23. Salvo o devido respeito, o entendimento segundo o qual no procedimento de autorização de utilização em que seja realizada vistoria não existe prazo legal de decisão é totalmente absurdo, em especial quando referido a propósito de um procedimento definido de forma exaustiva num regime legal que apenas define procedimentos e prazos.
24. A lei define que a autorização de utilização é concedida no prazo de 10 dias, sendo que o momento em que este prazo se inicia varia, consoante estejamos perante um procedimento em que é determinada a realização de vistoria, ou não.
25. Ante o exposto, andou bem o Tribunal ao considerar que se formou ato tácito de deferimento 10 dias úteis após a realização da segunda vistoria, que atestou que a obra se encontrava em conformidade com o projeto aprovado.
26. Na verdade, ao contrário do alegado pela Recorrente não se trata aqui de fazer uma interpretação por analogia, urna vez que a lacuna não existe. O prazo para a emissão do ato está claramente definido na lei, a forma da sua contagem é que difere, havendo ou não recurso à vistoria.
27. Aliás, ainda que assim não fosse, no que não se crê e apenas se admite por razões de raciocínio, não seria possível defender o que defende a Recorrente de que não existe prazo para este procedimento, porquanto a lei define um prazo supletivo quando outro não decorrer da lei, na norma inscrita no artigo 128º do CPA.
28. É, pois, manifesto que andou bem o Tribunal ao considerar o deferimento tácito do pedido de autorização de utilização quanto à alegada revogação do ato tácito de deferimento, resulta do artigo 165º do CPA que a revogação consiste no ato administrativo que determina a cessação dos efeitos de outro ato, por razões de mérito, conveniência ou oportunidade.
29. Logo daqui resulta que nunca o ato tácito de deferimento da autorização de utilização poderia ser objeto de revogação, porquanto não estamos perante um campo em que possa existir revogação, inexistindo qualquer margem de livre apreciação ou discricionariedade que admita essa ponderação de mérito.

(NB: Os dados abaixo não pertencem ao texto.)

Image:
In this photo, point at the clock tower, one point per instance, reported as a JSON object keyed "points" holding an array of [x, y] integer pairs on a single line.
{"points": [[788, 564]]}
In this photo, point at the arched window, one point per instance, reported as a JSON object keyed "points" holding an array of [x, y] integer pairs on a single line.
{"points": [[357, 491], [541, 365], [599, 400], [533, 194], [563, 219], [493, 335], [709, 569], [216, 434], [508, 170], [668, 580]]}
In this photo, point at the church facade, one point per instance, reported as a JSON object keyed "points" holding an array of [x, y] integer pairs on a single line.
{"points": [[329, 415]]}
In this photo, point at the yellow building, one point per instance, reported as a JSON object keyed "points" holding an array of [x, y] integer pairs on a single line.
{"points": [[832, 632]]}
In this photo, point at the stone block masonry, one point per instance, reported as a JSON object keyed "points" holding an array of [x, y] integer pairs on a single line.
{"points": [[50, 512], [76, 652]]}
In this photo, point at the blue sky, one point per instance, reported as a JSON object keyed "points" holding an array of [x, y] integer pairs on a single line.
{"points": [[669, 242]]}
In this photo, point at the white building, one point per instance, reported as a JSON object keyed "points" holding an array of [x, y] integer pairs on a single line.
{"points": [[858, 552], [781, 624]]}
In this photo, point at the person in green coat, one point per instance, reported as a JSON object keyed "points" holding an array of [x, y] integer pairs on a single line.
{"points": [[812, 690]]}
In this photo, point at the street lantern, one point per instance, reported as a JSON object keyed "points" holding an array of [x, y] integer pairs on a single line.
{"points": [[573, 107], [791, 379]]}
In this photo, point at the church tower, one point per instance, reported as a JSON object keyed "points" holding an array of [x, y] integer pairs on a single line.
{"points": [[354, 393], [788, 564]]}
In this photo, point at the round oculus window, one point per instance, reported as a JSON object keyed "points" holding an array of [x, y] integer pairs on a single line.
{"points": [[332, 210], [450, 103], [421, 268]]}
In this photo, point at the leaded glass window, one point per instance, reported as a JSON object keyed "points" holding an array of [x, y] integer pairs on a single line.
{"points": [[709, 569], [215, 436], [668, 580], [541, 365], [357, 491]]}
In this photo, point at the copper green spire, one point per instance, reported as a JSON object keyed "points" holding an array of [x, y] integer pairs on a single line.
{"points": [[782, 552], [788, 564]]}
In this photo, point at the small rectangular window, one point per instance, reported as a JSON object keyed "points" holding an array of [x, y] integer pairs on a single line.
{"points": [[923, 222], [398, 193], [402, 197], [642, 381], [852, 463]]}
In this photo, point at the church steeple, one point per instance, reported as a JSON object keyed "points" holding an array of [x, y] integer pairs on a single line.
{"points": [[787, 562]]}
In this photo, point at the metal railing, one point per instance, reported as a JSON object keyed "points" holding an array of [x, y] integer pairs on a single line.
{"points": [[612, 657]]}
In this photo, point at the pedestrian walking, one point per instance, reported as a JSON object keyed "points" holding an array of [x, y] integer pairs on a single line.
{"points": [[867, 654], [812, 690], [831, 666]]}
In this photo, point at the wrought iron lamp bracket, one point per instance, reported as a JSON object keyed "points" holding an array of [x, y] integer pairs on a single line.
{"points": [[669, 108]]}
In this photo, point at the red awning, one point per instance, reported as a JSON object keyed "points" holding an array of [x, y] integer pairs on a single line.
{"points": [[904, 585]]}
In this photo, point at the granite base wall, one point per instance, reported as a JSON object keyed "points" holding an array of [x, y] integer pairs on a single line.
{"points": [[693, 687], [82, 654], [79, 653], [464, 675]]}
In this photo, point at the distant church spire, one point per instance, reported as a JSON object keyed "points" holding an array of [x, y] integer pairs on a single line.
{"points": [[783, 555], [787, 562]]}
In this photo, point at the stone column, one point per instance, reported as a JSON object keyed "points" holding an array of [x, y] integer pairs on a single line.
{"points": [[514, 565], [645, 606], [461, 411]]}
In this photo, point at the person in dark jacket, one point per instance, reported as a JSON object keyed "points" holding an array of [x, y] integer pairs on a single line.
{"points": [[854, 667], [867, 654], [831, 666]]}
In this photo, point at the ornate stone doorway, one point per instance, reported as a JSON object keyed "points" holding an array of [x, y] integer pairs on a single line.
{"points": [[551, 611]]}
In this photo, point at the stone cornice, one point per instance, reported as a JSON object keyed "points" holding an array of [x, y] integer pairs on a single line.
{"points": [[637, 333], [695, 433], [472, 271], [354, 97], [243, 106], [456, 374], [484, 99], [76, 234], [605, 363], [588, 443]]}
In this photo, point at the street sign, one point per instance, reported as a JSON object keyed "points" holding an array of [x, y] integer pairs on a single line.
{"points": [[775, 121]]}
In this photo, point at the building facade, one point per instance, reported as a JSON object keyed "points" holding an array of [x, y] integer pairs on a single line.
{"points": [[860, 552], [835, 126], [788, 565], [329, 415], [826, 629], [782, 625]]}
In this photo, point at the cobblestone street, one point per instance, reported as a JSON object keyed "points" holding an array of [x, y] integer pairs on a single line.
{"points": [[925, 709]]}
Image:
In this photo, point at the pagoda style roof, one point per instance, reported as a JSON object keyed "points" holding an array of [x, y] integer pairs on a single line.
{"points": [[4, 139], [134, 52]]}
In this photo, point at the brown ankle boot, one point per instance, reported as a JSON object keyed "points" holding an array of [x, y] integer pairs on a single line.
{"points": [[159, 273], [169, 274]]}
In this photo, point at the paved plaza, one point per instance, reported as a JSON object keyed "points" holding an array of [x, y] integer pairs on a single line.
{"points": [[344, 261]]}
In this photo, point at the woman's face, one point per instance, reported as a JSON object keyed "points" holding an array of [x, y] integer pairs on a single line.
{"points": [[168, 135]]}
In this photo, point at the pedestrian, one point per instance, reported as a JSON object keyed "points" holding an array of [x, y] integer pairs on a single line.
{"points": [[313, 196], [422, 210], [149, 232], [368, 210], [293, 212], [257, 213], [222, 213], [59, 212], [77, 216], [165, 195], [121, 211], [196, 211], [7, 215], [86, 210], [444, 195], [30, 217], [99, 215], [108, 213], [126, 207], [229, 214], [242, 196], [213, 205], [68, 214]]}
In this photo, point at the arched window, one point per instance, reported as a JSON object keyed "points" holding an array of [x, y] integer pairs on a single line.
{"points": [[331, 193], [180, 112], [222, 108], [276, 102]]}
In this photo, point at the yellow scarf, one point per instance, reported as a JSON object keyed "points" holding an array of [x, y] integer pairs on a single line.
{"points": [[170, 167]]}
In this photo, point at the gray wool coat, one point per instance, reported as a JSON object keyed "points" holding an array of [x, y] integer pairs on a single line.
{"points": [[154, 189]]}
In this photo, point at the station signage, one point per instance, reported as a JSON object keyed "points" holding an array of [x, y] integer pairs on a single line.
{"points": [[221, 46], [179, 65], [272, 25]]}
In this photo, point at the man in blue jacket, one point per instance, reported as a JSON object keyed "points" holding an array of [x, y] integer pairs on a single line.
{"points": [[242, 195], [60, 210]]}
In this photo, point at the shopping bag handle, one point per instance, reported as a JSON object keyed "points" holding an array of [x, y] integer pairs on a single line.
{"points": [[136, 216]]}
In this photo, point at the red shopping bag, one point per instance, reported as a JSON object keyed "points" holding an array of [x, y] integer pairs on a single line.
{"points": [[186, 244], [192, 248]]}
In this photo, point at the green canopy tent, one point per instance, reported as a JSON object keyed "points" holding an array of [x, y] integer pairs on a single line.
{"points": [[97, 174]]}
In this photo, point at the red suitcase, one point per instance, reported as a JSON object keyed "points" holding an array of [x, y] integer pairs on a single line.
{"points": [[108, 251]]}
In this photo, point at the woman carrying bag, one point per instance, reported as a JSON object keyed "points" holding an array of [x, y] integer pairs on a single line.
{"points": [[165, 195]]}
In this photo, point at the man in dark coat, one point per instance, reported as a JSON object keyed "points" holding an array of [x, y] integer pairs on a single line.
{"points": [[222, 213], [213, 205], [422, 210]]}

30. No procedimento de autorização e utilização a solução administrativa só pode ser uma: a obra está conforme com o projecto e haverá deferimento do pedido; a obra não está conforme com o projecto e não são realizados trabalhos necessários para obter essa conformidade e haverá indeferimento do pedido. É pois um ato vinculado e não um ato que admita uma liberdade de escolha à Administração.
31. Ora, sando assim e tratando-se o campo da revogação dos atos administrativos do campo do mérito, só é possível defender que não é possível haver revogação de atos vinculados, como, aliás, resulta do artigo 167º/1 do CPA.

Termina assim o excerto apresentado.